Si vous n’avez rien suivi à la crise politique en Corée du Sud
Si vous n’avez rien suivi à la crise politique en Corée du Sud
Le Monde.fr avec AFP
Le Parlement sud-coréen a voté, vendredi 9 décembre, la destitution de la présidente, conséquence d’un gigantesque scandale de corruption.
Le portrait défiguré de Park Geun-hye, le 9 décembre, à Séoul, avant le vote du Parlement. | Ahn Young-joon / AP
Les députés sud-coréens ont voté, vendredi 9 décembre, la destitution de la présidente sud-coréenne, Park Geun-hye, la privant de ses pouvoirs exécutifs, notamment celui de chef des armées. « Je suis tellement désolée pour tous les Sud-Coréens d’avoir créé ce chaos national par ma négligence », a-t-elle regretté à la télévision.
Mme Park, dont le mandat devait s’achever théoriquement dans un an, conserve toutefois son titre, le temps que la Cour constitutionnelle entérine ou non la destitution. Ce processus pourrait prendre jusqu’à six mois.
Si la Cour suit le vote des parlementaires, la dirigeante sera définitivement déchue de son poste et un scrutin présidentiel sera organisé dans les soixante jours. En attendant, le pays reste englué dans une crise politique majeure.
Que lui est-il reproché ?
La motion de destitution adoptée par l’Assemblée nationale accuse Mme Park de violations de la Constitution et de délits pénaux, corruption et abus de pouvoir. Mais la véritable femme au cœur du scandale est Choi Soo-sil, une amie proche de la présidente. Cette dernière est accusée d’avoir conseillé Mme Park sur la conduite des affaires de l’Etat, dont d’importantes nominations, et d’avoir eu accès à des documents confidentiels alors qu’elle n’occupe aucune position officielle.

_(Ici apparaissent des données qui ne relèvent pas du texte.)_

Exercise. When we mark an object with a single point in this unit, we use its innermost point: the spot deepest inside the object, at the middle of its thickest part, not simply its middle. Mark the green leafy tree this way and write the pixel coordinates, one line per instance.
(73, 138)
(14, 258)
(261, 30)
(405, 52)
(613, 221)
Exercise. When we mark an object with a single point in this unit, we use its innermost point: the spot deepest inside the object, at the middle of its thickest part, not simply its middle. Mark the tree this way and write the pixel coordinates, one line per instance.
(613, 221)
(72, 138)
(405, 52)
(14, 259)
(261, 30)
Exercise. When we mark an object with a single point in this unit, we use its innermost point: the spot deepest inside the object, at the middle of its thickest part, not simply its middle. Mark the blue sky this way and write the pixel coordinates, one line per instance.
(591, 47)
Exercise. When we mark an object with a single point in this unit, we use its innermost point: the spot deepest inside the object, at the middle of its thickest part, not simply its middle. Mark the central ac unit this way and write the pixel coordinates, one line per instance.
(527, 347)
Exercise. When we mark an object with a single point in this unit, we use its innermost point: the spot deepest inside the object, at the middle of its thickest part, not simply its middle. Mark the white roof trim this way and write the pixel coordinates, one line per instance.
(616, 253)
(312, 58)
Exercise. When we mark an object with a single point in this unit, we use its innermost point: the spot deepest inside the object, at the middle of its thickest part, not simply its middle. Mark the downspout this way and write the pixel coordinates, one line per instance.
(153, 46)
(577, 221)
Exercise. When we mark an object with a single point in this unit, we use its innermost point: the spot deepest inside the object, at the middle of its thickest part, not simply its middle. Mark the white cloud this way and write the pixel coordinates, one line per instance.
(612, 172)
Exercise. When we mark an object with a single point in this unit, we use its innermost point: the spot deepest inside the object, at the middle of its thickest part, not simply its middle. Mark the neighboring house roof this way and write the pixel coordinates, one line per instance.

Mais, surtout, cette conseillère de l’ombre est accusée d’avoir utilisé ses relations d’amitié avec la présidente pour forcer les conglomérats locaux – les chaebols – à verser de l’argent à des fondations douteuses, argent qu’elle aurait détourné à des fins personnelles.
De quoi faire d’elle une « Raspoutine » aux yeux de la presse locale, qui la compare à l’imposteur russe qui influença la cour impériale de son pays au début XXe siècle. Selon les médias sud-coréens, Choi Soon-sil allait jusqu’à corriger les discours présidentiels. Arrêtée début novembre, elle attend son procès pour extorsion et abus de pouvoir. L’audience préliminaire est prévue le 19 décembre.
Qui est Choi Soon-sil ?
Choi Soon-sil est la fille d’une figure religieuse autoproclamée, Choi-Tae-min, chef d’un culte aux allures sectaires, l’Eglise de la vie éternelle. Il était devenu le mentor de Park Geun-hye après l’assassinat de sa mère, en 1974, affirmant avoir vu cette dernière en rêve lui demandant d’aider sa fille.
Selon les médias sud-coréens, Choi Soon-sil aurait hérité à la mort de son père, en 1994, de l’influence qu’il possédait sur Mme Park. L’ex-époux de Choi Soon-sil a été un des principaux adjoints de Mme Park jusqu’à son élection en 2012.
Comment réagissent les Coréens ?
Depuis la mi-octobre, la révélation de ce scandale a poussé des centaines de milliers de manifestants chaque samedi dans les rues de la capitale, Séoul, demandant la démission de la présidente. Ces manifestations monstres, les plus importantes en Corée du Sud depuis les années 1980, ont rassemblé jusqu’à un million de personnes dans l’ensemble du pays, selon les organisateurs, la police parlant de chiffres dix fois moindres.
Dans une tentative d’apaiser la colère populaire, la présidente a présenté plusieurs fois des excuses, limogé de hauts responsables et a même accepté de renoncer à certaines de ses prérogatives, mais en vain.
A qui est transféré le pouvoir ?
Dans l’attente de la décision de la Cour constitutionnelle, les pouvoirs exécutifs de la présidente sont confiés dès lors au premier ministre, Hwang Kyo-ahn, un ancien procureur qui n’a jamais été élu.